Press release




In response to questions from states, and noting that it is imperative that the State Children’s Health Insurance Program (SCHIP) cover the lowest-income children first and prevent substitution of public health benefits over private insurance coverage, the Centers for Medicare & Medicaid Services (CMS) today addressed state questions about the CMS review strategy to achieve those goals.

“SCHIP was intended to provide health insurance to children in working families with incomes too high to qualify for Medicaid, but too low to afford private insurance,” said CMS Acting Administrator Kerry Weems. “Over the course of the SCHIP, we have become increasingly concerned that these programs might be expanded to kids with higher incomes while not assuring that children in poorer circumstances had coverage.  We have to ensure that children with the lowest incomes and without health insurance are helped first.”

In a letter sent to state health officials today, CMS addressed questions raised about a review strategy it first set out in a letter sent to those officials on August 17, 2007.  The August 2007 letter notified states that the agency in accordance with existing statutory and regulatory requirements would use this review strategy to ensure that when a states raises SCHIP eligibility levels to include children in families with incomes above 250 percent of the federal poverty level (FPL), or $53,000 for a family of four in 2008, it has reasonable procedures in place to prevent “crowd-out” or the dropping of private coverage in favor of SCHIP.

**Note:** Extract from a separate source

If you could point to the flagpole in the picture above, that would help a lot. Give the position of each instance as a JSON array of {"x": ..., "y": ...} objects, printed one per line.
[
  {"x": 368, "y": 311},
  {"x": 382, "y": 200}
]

Notable in the August 2007 review strategy was the crowd-out prevention procedure of at least one year of non-coverage prior to enrollment. The review strategy also asked assurance from states that lower income children had health care coverage by demonstrating that at least 95 percent of its children in families with incomes below 200 percent of poverty had SCHIP, Medicaid or private coverage prior to enrolling children in families at higher incomes. (200 percent of the FPL for a family of four in 2008 is $42,400)

Today’s letter addresses concerns raised by some states about the review strategy set out in the August 2007 letter.  The new letter also reinforces that states have the opportunity to suggest other strategies to prevent crowd-out at high income levels. For instance, the letter notes, CMS will consider alternatives to the one-year non-coverage waiting period if the state shows it has an equally effective alternative to prevent crowd out.

“CMS has and will continue to work cooperatively with states to cover children and avoid substitution of existing coverage,” Weems said.  “The August 2007 letter was intended as policy guidance that would be applied on an individualized state-by-state basis.”

Today’s letter also reiterates that none of the crowd-out strategies outlined last year need to be applied to children currently enrolled in SCHIP, as some states had believed.  As long as a child maintains continuous SCHIP enrollment, that child is “grandfathered” into the program and need not be subject to any restrictions or changes in cost-sharing, the letter explains.

Also, states do not need to apply the 12-month waiting period or any cost-sharing requirements to children in families with incomes at less than 250 percent of FPL, nor should states apply any crowd-out policies to unborn children eligible for SCHIP.

Today’s letter also addresses concerns that it is too difficult for states to meet the goal of covering 95 percent of the state’s low-income children. “Based on conversations with states,” Weems said, “we are convinced that a number of states have already reached this goal.  We will continue to work with them on ways to document compliance using several different, yet reliable, data sources.”

“We, like our state partners in SCHIP, want first and foremost to assure that SCHIP is serving as many low-income uninsured children as possible while at the same time complying with the laws and regulations that were put in place to protect the most vulnerable among them.”